PERLUSS, P. J. FEUER, J.


[1] The investigating detective stated, “In reference to the walk, it’s a very distinct walk. When you watch [the] videos in totality, you can see the walk is identifiable. It’s hard to say that’s not the same person. [¶] I know it’s been said it’s an unsteady gait. It is not politically correct. It is the legs and the thighs shifting and the outward appearance of the feet.”

[2] Undesignated statutory references are to the Penal Code.

[3] The court mistakenly referred to it as the July 28, 2016 burglary.

[4] The lower term for driving or taking a vehicle is one year four months, not two years. (See Veh. Code, § 10851, subd. (a); § 1170, subd. (h).) Scott, however, did not object to this mistake at sentencing, nor does he argue on appeal the trial court erred in imposing a two-year sentence, rather than a 16-month sentence, on this count. Scott simply states in his opening brief that the trial court imposed “the low term of two years for taking a vehicle without consent . . . .” The trial court’s error does not make the sentence unauthorized.

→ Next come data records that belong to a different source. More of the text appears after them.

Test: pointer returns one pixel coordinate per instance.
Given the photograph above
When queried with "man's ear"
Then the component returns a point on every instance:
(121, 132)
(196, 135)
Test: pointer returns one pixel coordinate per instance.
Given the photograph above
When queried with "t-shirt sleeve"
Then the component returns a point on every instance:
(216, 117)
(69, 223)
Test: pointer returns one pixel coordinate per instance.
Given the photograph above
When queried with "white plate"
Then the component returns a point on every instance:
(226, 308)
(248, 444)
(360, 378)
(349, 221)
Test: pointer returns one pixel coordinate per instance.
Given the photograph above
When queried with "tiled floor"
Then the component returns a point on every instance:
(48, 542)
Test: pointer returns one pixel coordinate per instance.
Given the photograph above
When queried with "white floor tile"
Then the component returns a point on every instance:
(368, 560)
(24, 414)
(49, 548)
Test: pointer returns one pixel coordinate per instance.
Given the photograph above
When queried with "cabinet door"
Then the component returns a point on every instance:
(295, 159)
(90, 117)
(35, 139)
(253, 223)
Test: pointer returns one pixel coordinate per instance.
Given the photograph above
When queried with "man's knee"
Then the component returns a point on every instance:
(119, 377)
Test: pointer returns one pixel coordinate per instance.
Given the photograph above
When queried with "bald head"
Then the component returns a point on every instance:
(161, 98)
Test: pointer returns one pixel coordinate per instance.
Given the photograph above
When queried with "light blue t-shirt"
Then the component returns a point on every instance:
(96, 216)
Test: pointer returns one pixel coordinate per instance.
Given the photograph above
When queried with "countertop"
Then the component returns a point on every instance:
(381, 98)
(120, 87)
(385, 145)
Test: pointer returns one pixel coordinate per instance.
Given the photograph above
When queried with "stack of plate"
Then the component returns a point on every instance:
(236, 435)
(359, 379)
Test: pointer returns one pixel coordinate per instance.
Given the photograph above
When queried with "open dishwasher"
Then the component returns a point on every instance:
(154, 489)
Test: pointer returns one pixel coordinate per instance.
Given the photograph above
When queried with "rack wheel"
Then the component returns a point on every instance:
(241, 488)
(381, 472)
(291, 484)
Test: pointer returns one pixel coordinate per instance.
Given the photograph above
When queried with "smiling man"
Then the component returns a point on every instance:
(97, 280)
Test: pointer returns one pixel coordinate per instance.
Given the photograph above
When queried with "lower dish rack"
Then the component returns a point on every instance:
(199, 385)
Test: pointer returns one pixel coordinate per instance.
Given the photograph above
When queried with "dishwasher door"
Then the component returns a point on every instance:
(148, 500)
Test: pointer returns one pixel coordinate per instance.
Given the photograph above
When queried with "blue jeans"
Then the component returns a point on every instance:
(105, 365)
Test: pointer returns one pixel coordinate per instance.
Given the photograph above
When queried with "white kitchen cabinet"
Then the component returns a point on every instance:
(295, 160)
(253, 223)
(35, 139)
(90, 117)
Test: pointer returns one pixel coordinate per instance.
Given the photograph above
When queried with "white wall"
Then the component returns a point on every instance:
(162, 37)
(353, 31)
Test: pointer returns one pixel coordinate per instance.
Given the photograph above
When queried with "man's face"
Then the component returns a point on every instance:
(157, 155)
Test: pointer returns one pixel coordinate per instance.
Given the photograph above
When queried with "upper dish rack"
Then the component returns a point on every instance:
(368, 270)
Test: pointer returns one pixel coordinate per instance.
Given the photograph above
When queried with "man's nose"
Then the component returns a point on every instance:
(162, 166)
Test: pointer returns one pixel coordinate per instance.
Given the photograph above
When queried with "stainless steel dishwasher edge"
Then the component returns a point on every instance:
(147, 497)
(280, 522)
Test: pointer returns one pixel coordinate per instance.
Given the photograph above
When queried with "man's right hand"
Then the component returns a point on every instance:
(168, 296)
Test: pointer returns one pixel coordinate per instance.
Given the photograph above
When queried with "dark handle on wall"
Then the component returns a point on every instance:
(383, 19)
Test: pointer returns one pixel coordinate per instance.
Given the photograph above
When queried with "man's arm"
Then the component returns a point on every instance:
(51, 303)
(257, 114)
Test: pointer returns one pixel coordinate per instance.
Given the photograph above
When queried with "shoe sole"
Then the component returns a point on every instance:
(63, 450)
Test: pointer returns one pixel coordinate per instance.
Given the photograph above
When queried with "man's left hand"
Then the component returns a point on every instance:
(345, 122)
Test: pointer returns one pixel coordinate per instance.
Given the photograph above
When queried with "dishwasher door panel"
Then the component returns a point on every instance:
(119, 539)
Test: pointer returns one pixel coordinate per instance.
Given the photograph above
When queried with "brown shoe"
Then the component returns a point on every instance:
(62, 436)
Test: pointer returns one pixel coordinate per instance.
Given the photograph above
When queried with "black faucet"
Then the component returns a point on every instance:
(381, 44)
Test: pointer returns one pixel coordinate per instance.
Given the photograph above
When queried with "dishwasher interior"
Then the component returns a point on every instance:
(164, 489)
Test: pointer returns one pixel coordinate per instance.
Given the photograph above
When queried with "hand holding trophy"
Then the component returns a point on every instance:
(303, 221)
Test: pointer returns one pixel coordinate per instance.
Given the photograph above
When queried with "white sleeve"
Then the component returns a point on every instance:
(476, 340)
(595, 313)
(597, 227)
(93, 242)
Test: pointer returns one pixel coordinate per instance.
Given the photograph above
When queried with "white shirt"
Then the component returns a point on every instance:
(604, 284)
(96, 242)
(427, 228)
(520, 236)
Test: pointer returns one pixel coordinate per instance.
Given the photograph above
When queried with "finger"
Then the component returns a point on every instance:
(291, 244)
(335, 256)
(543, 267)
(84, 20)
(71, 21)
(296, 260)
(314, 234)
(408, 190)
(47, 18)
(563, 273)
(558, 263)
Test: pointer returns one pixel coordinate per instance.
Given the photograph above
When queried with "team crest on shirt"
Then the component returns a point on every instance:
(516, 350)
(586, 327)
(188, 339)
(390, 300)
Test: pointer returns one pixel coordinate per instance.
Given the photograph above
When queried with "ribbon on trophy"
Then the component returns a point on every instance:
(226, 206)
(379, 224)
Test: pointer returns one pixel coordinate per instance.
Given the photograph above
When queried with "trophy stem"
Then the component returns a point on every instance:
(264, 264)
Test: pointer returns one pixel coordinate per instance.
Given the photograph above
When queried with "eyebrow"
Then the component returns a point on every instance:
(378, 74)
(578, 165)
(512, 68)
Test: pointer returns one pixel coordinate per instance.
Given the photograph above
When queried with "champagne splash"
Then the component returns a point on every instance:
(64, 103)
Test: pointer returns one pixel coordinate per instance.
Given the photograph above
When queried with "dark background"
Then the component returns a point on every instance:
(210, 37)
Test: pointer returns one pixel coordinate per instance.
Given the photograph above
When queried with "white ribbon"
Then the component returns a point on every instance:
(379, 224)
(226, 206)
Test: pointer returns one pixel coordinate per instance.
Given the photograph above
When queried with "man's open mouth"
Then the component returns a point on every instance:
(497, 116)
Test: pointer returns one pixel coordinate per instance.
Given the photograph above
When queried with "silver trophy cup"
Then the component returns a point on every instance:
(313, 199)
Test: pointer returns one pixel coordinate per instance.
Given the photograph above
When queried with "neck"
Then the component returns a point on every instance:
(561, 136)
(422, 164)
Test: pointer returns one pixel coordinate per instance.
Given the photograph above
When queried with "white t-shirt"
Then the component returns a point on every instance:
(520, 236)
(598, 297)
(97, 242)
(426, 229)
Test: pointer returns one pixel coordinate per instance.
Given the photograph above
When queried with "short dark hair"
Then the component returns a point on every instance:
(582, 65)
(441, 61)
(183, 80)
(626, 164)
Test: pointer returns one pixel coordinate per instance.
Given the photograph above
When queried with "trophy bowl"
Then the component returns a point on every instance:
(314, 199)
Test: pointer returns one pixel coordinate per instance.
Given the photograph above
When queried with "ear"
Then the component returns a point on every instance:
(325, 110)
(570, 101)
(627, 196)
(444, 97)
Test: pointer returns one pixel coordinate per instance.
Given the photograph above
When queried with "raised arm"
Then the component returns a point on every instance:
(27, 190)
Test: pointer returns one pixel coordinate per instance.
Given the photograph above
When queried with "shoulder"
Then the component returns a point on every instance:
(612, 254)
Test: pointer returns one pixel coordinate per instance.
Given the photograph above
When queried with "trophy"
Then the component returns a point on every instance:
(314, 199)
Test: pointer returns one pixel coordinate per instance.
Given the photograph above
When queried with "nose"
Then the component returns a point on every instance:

Description Craig Allen Scott committed two burglaries, one on April 28, 2016 and one on July 28, 2016, of his former employer’s business. A jury convicted him of second degree burglary and vandalism for the first incident and second degree burglary and driving and taking a vehicle without the owner’s consent for the second incident. The trial court imposed concurrent sentences on all four convictions. Scott argues the court should have stayed under Penal Code section 654 his sentences for vandalism and driving and taking a vehicle without the owner’s consent. We agree and remand with directions to stay execution of the sentences on those convictions.